Back on Typophile, quite a while back I started a thread to the effect that many type designs these days seemed to belong to a particular novel kind of slab-serif.
It might be monoline, or slightly stressed. Often, the outlines seem to take inspiration from Melior or Microgramma.
In that thread, I mentioned FF Olsen as possibly the first representative of this kind of typeface. But I've now found some earlier ones, dating back to 1990. As well, one particular example that catches my eye regularly as I take the bus downtown has been pinned down, thanks to MyFonts' identification system: Calypso E Medium was used by a restaurant called the "Central Social Hall" in Edmonton for its logo.
It's just interesting how a style of type that in a previous decade was not in evidence can suddenly become hugely popular.
Comments
I don't think any of the slabs from the 1970s or earlier have enough resemblance to FF Olsen to draw a line. There are some superelliptical/squircular designs in the Photo Lettering catalog but everything was still very Clarendonian. City Bold has sort-of-open shapes but that connection seems unlikely to me.

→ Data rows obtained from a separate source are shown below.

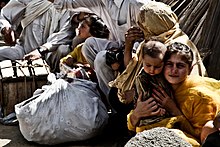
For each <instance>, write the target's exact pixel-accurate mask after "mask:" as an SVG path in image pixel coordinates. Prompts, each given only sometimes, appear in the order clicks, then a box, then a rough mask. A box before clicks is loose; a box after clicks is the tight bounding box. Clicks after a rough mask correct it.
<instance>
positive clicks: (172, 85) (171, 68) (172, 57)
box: [164, 54, 190, 87]
mask: <svg viewBox="0 0 220 147" xmlns="http://www.w3.org/2000/svg"><path fill="white" fill-rule="evenodd" d="M189 73H190V67H189V64H187V63H186V62H184V61H183V60H182V56H181V55H177V54H173V55H171V57H170V59H168V60H167V61H166V62H165V65H164V76H165V78H166V80H167V81H168V82H169V83H170V84H171V85H172V86H173V87H174V86H178V85H179V84H181V83H182V82H183V81H184V80H185V79H186V78H187V75H188V74H189Z"/></svg>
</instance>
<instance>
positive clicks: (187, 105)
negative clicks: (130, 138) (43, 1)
mask: <svg viewBox="0 0 220 147" xmlns="http://www.w3.org/2000/svg"><path fill="white" fill-rule="evenodd" d="M164 62H165V65H164V77H165V79H166V80H167V81H168V82H169V83H170V84H171V86H172V89H173V91H174V97H175V100H176V104H177V107H178V108H179V109H178V108H177V107H176V105H175V103H174V102H173V101H172V98H170V97H169V96H168V95H167V94H166V93H165V91H164V90H163V89H161V88H159V89H160V91H156V90H154V94H153V97H154V98H155V99H156V101H157V102H158V103H160V104H161V106H162V107H164V108H165V109H166V110H167V111H169V112H170V113H171V114H173V116H181V114H183V115H182V116H183V119H182V120H180V121H179V122H180V129H181V130H182V131H185V132H187V133H188V134H190V135H192V136H193V137H194V138H195V139H197V140H198V141H199V142H200V141H203V140H204V138H205V137H206V136H201V133H202V129H203V126H204V125H205V124H206V123H207V122H209V121H211V120H214V118H215V117H216V115H217V113H218V112H219V109H220V99H219V98H220V81H218V80H215V79H212V78H208V77H201V76H198V75H189V74H190V72H191V70H192V67H193V64H192V62H193V53H192V50H191V49H190V48H189V47H188V46H186V45H184V44H182V43H177V42H175V43H172V44H171V45H169V46H168V50H167V52H166V55H165V61H164ZM143 103H144V102H138V104H137V105H139V106H137V107H139V108H137V107H136V108H135V110H134V111H133V113H131V114H129V115H130V117H129V118H128V127H129V128H130V129H132V128H135V126H136V125H137V124H138V121H139V120H140V118H141V117H142V116H146V115H149V116H151V115H155V114H154V113H155V112H154V110H153V106H154V105H153V104H154V103H153V102H150V101H149V102H148V103H146V102H145V104H146V105H145V106H141V105H142V104H143ZM144 107H148V108H146V109H147V110H145V112H143V108H144ZM141 109H142V112H141V111H140V110H141ZM147 111H148V112H147ZM144 113H145V114H144ZM184 119H185V120H184ZM163 125H164V126H165V125H167V124H163ZM172 127H173V126H171V128H172ZM136 130H137V128H136ZM206 133H207V132H206ZM207 134H208V133H207ZM204 135H206V134H204ZM200 139H201V140H200ZM188 141H189V140H188ZM191 143H192V142H191ZM194 145H195V144H194Z"/></svg>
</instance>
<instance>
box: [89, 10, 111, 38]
mask: <svg viewBox="0 0 220 147" xmlns="http://www.w3.org/2000/svg"><path fill="white" fill-rule="evenodd" d="M85 21H86V22H87V24H88V26H89V27H90V29H89V32H90V34H91V35H92V36H93V37H97V38H108V37H109V33H110V31H109V30H108V27H107V26H106V25H105V23H104V22H103V20H102V19H101V18H100V17H98V16H97V15H95V14H92V15H90V16H89V17H87V18H85Z"/></svg>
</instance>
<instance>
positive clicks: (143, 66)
mask: <svg viewBox="0 0 220 147" xmlns="http://www.w3.org/2000/svg"><path fill="white" fill-rule="evenodd" d="M163 64H164V63H163V60H162V59H161V58H159V57H158V58H152V57H151V56H149V55H144V58H143V67H144V71H145V72H146V73H148V74H149V75H151V76H154V75H157V74H159V73H161V71H162V69H163Z"/></svg>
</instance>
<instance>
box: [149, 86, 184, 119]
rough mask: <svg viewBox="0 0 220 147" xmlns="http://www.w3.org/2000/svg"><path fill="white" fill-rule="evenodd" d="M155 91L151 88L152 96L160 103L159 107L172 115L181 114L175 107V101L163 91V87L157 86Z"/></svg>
mask: <svg viewBox="0 0 220 147" xmlns="http://www.w3.org/2000/svg"><path fill="white" fill-rule="evenodd" d="M158 90H160V91H157V90H155V89H153V94H152V95H153V97H154V98H155V99H156V100H157V102H158V103H160V105H161V107H163V108H165V109H166V110H167V111H168V112H169V113H170V114H171V115H172V116H178V115H182V112H181V111H180V109H179V108H178V107H177V105H176V103H175V101H174V100H173V99H172V98H171V97H170V96H169V95H168V94H167V93H166V92H165V90H164V89H163V88H161V87H160V86H158Z"/></svg>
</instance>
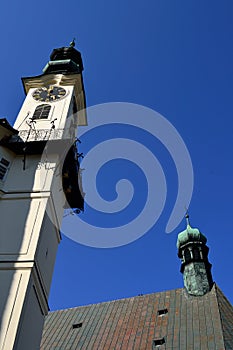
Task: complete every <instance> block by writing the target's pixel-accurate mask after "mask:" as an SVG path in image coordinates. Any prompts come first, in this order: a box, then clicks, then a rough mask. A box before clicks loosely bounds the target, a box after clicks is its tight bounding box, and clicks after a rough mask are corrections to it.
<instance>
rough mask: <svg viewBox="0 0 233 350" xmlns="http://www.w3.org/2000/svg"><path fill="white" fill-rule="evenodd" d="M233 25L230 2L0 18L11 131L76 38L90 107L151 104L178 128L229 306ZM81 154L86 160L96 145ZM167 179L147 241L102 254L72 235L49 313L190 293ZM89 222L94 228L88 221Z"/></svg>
mask: <svg viewBox="0 0 233 350" xmlns="http://www.w3.org/2000/svg"><path fill="white" fill-rule="evenodd" d="M232 16H233V2H232V1H231V0H222V1H221V2H219V1H216V0H212V1H210V0H207V1H200V0H199V1H198V0H187V1H181V0H177V1H174V0H156V1H155V0H145V1H138V0H134V1H133V0H128V1H123V0H118V1H106V0H105V1H104V0H99V1H89V0H85V1H84V0H79V1H66V2H64V1H60V0H58V1H56V2H55V1H51V2H48V1H45V0H41V1H40V2H31V1H29V0H25V1H22V2H18V1H16V0H13V1H11V2H8V3H6V2H5V4H4V5H3V4H2V5H1V11H0V33H1V55H0V65H1V84H0V94H1V96H2V98H1V105H0V116H1V117H7V118H8V120H10V121H11V122H13V121H14V119H15V118H16V115H17V112H18V110H19V108H20V106H21V104H22V101H23V99H24V94H23V89H22V84H21V81H20V79H21V77H22V76H33V75H39V74H40V73H41V71H42V68H43V67H44V65H45V64H46V62H47V61H48V59H49V55H50V53H51V51H52V49H53V48H55V47H60V46H65V45H67V44H69V42H70V41H71V40H72V38H73V37H76V38H77V48H78V49H79V50H80V51H81V52H82V57H83V62H84V67H85V69H84V84H85V90H86V95H87V104H88V106H92V105H96V104H100V103H106V102H115V101H120V102H131V103H136V104H141V105H144V106H146V107H150V108H152V109H154V110H156V111H158V112H159V113H161V114H162V115H163V116H165V117H166V118H167V119H168V120H169V121H170V122H171V123H172V124H173V125H174V126H175V128H176V129H177V130H178V132H179V133H180V135H181V136H182V138H183V140H184V141H185V143H186V146H187V147H188V150H189V152H190V155H191V158H192V162H193V167H194V176H195V183H194V192H193V197H192V201H191V204H190V214H191V223H192V225H193V226H196V227H199V228H200V230H201V231H202V232H203V233H204V234H205V235H206V236H207V238H208V245H209V247H210V254H209V259H210V262H211V263H212V264H213V268H212V272H213V277H214V280H215V281H216V282H217V284H218V285H219V287H220V288H221V289H222V290H223V292H224V293H225V294H226V295H227V297H228V298H229V299H230V300H231V302H232V301H233V290H232V285H233V280H232V279H233V278H232V263H233V254H232V246H233V231H232V226H231V225H232V221H231V220H232V215H233V201H232V198H233V185H232V173H233V159H232V158H233V157H232V152H233V151H232V150H233V137H232V136H233V99H232V94H233V48H232V47H233V46H232V40H233V39H232V38H233V21H232ZM97 139H98V136H95V138H94V139H93V140H94V141H93V140H92V142H97ZM82 147H83V148H82V151H84V153H85V150H86V148H85V147H87V145H85V144H82ZM154 152H155V153H156V150H154ZM158 152H159V153H158V155H157V157H158V158H159V157H160V156H161V157H162V159H160V160H161V164H166V159H165V158H166V157H167V155H166V154H164V152H163V151H162V150H159V147H158ZM166 170H167V172H168V174H166V175H167V182H168V189H169V191H170V192H168V197H169V195H170V193H171V198H169V199H168V201H167V202H166V206H165V210H164V211H163V213H162V215H161V217H160V219H159V221H158V222H157V224H156V225H155V226H154V227H153V228H152V229H151V230H150V231H149V232H148V233H147V234H146V235H144V236H143V237H142V238H141V239H139V240H137V241H135V242H134V243H131V244H129V245H127V246H123V247H120V248H113V249H96V248H90V247H86V246H82V245H80V244H78V243H74V242H73V241H71V240H69V239H68V238H66V237H65V236H64V237H63V240H62V243H61V245H60V247H59V251H58V256H57V261H56V266H55V272H54V279H53V283H52V288H51V295H50V301H49V304H50V307H51V309H59V308H66V307H72V306H77V305H83V304H90V303H95V302H100V301H105V300H112V299H118V298H123V297H128V296H133V295H137V294H139V293H143V294H146V293H152V292H155V291H162V290H166V289H173V288H179V287H182V286H183V281H182V275H181V274H180V272H179V268H180V262H179V260H178V258H177V251H176V239H177V233H178V232H179V231H180V230H183V229H184V227H185V223H184V222H182V223H181V224H180V225H179V227H177V229H176V230H175V231H174V232H173V233H171V234H166V233H165V227H166V223H167V220H168V218H169V215H170V211H171V208H172V203H173V202H174V200H175V197H174V193H173V192H174V188H175V186H177V181H176V180H174V178H173V175H172V173H170V167H169V166H168V169H164V171H165V173H166ZM100 185H101V180H100ZM102 185H103V184H102ZM139 185H140V183H139ZM84 215H87V216H86V217H85V220H87V221H88V213H87V214H84ZM130 215H132V213H130ZM98 220H101V219H99V217H98ZM103 220H105V219H104V218H103ZM113 220H114V219H113Z"/></svg>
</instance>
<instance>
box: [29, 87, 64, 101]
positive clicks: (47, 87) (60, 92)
mask: <svg viewBox="0 0 233 350" xmlns="http://www.w3.org/2000/svg"><path fill="white" fill-rule="evenodd" d="M65 95H66V90H65V89H63V88H62V87H60V86H53V85H49V86H47V87H41V88H38V89H36V90H35V91H34V92H33V94H32V97H33V98H34V99H35V100H36V101H41V102H55V101H58V100H60V99H61V98H62V97H64V96H65Z"/></svg>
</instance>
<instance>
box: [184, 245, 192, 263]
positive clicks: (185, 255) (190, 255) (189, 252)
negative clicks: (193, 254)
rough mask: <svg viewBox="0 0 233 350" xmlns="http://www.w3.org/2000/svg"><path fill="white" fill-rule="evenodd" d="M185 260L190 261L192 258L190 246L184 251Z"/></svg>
mask: <svg viewBox="0 0 233 350" xmlns="http://www.w3.org/2000/svg"><path fill="white" fill-rule="evenodd" d="M184 260H185V262H189V261H190V260H191V254H190V250H189V249H188V248H186V249H185V251H184Z"/></svg>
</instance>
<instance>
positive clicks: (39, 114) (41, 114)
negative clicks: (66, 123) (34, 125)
mask: <svg viewBox="0 0 233 350" xmlns="http://www.w3.org/2000/svg"><path fill="white" fill-rule="evenodd" d="M50 109H51V106H50V105H47V104H43V105H40V106H37V107H36V109H35V112H34V114H33V116H32V119H33V120H35V119H47V118H48V116H49V112H50Z"/></svg>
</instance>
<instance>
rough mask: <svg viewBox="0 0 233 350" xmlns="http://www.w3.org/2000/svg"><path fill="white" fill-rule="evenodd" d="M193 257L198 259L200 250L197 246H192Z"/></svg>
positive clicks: (198, 257)
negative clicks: (192, 250) (192, 247)
mask: <svg viewBox="0 0 233 350" xmlns="http://www.w3.org/2000/svg"><path fill="white" fill-rule="evenodd" d="M193 258H194V260H200V252H199V249H198V248H196V247H195V248H193Z"/></svg>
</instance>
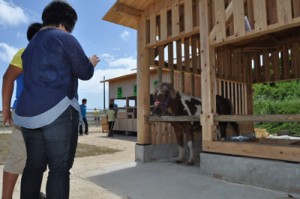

I don't see much of a resemblance between pre-1990's slab-serifs and 1990's slab-serifs. Even though Frutiger lacks serifs, I think it has more in common with those 1990's types. If you took Frutiger and stuck slabs on it, I think it would look a bit like a 1990's slab=serif typeface. I went through all my old catalogs looking at slabs and everything's pretty much a Clarendon sort of deal with closed shapes. Nothing you could trace to that 90's trend. Even the squarish slab-serifs look like squarish Clarendon or classic typewriter.
Maybe I shouldn't dismiss City Bold as there was a revival of it in postmodern design that went from the 1980's through the early 1990's.
But are there earlier monolinear slab serifs with a dynamic skeleton, prior to PNM Caecilia/Officina Serif?